Curious what your thoughts are the impact from Hollywood and U.S. media? Chops touched upon it above. I have mixed feelings about how engineers and scientists are usually portrayed in American movies and television.
Can engineers and scientists be sexually desirable?
On the other hand, many smart people gravitate towards subjects outside of STEM, because their parents want to groom them for the management route. I guess my assumption is that you don’t need to be great in STEM subjects to be great managers. (I know many will not agree with this assumption.)
Comparing a manager who has a basic BA degree and a very good PhD engineer, I’d bet that manager makes more money (on the average). Obviously many PhD in engineering becomes managers and leaders in corporate or academia, and they are some of the most successful people on this planet.

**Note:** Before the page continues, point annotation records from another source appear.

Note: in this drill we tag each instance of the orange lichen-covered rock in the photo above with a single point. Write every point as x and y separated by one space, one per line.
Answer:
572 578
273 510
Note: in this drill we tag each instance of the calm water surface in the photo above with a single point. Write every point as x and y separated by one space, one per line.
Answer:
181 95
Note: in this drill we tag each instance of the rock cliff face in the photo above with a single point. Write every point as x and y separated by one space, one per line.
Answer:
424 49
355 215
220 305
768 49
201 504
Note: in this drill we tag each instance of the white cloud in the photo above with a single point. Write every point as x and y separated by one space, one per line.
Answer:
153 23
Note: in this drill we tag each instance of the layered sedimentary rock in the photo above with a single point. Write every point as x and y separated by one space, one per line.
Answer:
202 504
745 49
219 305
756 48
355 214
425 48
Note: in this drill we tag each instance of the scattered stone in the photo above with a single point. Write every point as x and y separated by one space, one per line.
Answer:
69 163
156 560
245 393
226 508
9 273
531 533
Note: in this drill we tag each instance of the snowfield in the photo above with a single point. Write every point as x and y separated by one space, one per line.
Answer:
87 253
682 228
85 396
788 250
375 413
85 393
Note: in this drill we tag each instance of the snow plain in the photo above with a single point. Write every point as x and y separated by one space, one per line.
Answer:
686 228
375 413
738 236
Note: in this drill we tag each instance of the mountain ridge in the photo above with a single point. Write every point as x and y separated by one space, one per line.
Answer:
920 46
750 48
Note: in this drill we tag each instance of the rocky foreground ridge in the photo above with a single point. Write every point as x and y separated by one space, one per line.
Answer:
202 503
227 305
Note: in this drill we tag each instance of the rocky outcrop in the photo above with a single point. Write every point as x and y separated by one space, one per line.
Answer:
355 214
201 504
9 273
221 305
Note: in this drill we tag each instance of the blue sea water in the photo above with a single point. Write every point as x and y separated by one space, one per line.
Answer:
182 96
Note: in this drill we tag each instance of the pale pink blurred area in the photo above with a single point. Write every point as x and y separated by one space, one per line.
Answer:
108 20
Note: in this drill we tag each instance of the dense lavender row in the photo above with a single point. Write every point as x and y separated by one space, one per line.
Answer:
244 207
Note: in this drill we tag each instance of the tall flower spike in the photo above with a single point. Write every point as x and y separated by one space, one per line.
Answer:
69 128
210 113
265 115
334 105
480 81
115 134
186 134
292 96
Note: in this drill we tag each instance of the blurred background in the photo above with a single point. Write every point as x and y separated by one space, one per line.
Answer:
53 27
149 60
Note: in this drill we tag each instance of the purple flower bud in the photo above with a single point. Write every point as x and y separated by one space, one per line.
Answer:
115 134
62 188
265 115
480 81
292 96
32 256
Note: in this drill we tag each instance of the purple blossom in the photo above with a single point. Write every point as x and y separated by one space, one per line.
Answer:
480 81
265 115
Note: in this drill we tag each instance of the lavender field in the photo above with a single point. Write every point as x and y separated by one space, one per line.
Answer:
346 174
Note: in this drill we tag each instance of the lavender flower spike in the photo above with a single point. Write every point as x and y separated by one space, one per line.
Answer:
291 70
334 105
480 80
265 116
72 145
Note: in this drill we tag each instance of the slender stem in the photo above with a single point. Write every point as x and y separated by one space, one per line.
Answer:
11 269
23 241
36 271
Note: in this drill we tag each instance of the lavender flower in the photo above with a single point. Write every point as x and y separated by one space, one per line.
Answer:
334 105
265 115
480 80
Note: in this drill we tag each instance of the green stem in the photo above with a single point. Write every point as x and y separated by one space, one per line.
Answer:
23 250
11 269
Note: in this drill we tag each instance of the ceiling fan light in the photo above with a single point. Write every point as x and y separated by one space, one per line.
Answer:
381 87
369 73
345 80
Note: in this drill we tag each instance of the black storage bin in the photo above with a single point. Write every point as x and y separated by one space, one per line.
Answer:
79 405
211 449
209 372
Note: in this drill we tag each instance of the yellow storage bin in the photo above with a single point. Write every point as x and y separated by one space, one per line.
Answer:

I guess I am trying to say the average.
So, why not avoid STEM and go for management?
Berlin says
Who says Hollywood doesn’t like mathematicians and engineers. Think of the Beautiful Mind 🙂
The argument for more STEM engineers is probably based on the need of the society. It’s so much easier to train a manager. In Scott Adam’s words, a half-witted monkey who drank 8 bottles of beer can perform most managerial tasks as well as any manager. But if you have a lousy engineer, rockets explode, ships sink, trains detail, bridges fall…
TonyP4 says
Most believe a better education brings better jobs and hence money. Most of our parents want us to be in high-paying jobs like doctors, lawyers…or accountants, computer programmers for the less ambitious. Same targets for our children.
From this view point, it is not cost effective to study for PhD. and/or study for tough subjects like maths. and science. Instead, we should study how to be a manager or get a MBA in doing so. We can hire educated engineers, programmers from foreign countries. However, it will back fire when we’ve too many MBAs and too many managers.
A good manager should implement good QA and ensure the bridges or some other products will not be defective. There are too many bad projects in both USA and China due to poor management and/or corruption.
In Boston, we have tunnels used for over 30 years with no problem. Our new Big Dig project has its share of problems. With the old technology, our old tunnels never have water leaks, but now we do. Our new tunnel has slabs fell down and one killed a person. It is not technology but poor management. It is our penny smart and dollar stupid philosophy at work.
Films on engineers and mathematicians could be quite boring and that’s why there are so few of them.
hzzz says
Interesting stuff. I have always thought most of the anti-intellectualism in the US came from conservatives who tend to liken the liberals with the intellectual elite lording over the common folks. I also find some anti-intellectualism coming from minorities who believe that being educated means selling out to “the man” and giving up one’s own culture, a sentiment which is shared by some minorities in China as well.